Sir, - It is established that over 300,000 children under the age of 18 are serving as combatants in some 30 countries. This is a global scandal. International law, defined by the Geneva Convention in 1949, the protocols of 1977 and 1989 conventions on "The Rights of the Child" have been woefully inadequate in protecting children from the horrors of war.
The root of the problem is that international law has laid down the minimum age for recruitment into armed forces at 15. But 18 is the normal age marking the end of childhood as defined in the near universally ratified Convention on the Rights of the Child, and is also the voting age in the vast majority of nations.
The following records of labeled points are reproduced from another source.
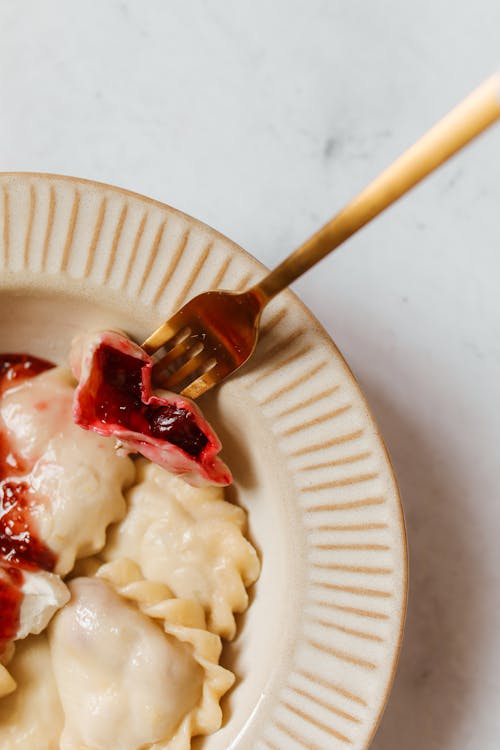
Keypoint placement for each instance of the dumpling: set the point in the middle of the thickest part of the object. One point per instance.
(114, 397)
(124, 682)
(73, 474)
(31, 718)
(191, 540)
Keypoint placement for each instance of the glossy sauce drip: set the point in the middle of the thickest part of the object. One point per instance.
(20, 548)
(116, 394)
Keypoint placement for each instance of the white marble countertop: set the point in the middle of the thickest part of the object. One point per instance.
(262, 118)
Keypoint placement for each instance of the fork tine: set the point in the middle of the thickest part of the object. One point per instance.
(182, 352)
(202, 384)
(190, 368)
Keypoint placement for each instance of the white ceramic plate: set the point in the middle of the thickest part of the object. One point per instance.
(317, 649)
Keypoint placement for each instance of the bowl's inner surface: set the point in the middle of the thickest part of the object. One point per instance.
(44, 325)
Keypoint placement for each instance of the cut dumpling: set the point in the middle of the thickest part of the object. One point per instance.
(73, 474)
(114, 397)
(32, 716)
(124, 684)
(191, 540)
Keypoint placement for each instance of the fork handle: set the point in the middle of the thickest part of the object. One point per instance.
(466, 121)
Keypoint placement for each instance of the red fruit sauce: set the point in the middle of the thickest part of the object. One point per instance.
(116, 398)
(20, 548)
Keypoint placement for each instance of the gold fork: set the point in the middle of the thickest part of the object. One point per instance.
(216, 332)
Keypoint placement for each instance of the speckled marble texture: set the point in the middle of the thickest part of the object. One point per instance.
(262, 118)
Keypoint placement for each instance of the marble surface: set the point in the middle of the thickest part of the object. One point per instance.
(262, 118)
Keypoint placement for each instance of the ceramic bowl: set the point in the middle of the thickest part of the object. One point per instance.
(316, 652)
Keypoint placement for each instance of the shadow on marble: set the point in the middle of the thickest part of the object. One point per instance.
(446, 634)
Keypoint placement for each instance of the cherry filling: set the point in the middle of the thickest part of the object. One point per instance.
(115, 397)
(20, 547)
Children of 11 or 12 can easily be passed off as 15, while it would be much more difficult to pass them off as 18.
According to Human Rights Watch and UNICEF, the Lord's Resistance Army (LRA), a ruthless revolutionary group of rebels which has struggled for 10 years to overthrow the Ugandan government, has between 6,000 and 12,000 child soldiers.
The same research shows that during 1998 a new wave of violence in Sierra Leone resulted in the forced recruitment of thousands of children into the Revolutionary United Front (RUF) and the Armed Forces of Revolutionary Council (AFRC), both rebel forces. Children were given mind-altering drugs and firearms and forced to commit atrocities.
This abuse is widespread and a UN working group which proposed raising the age of recruitment and participation in armed conflict from 15 to 18 did not find enough support from certain countries during a key meeting in February 1998. - Yours, etc., Norman Fitzgerald,
CSSp, Executive Director, Refugee Trust, Stillorgan, Co Dublin.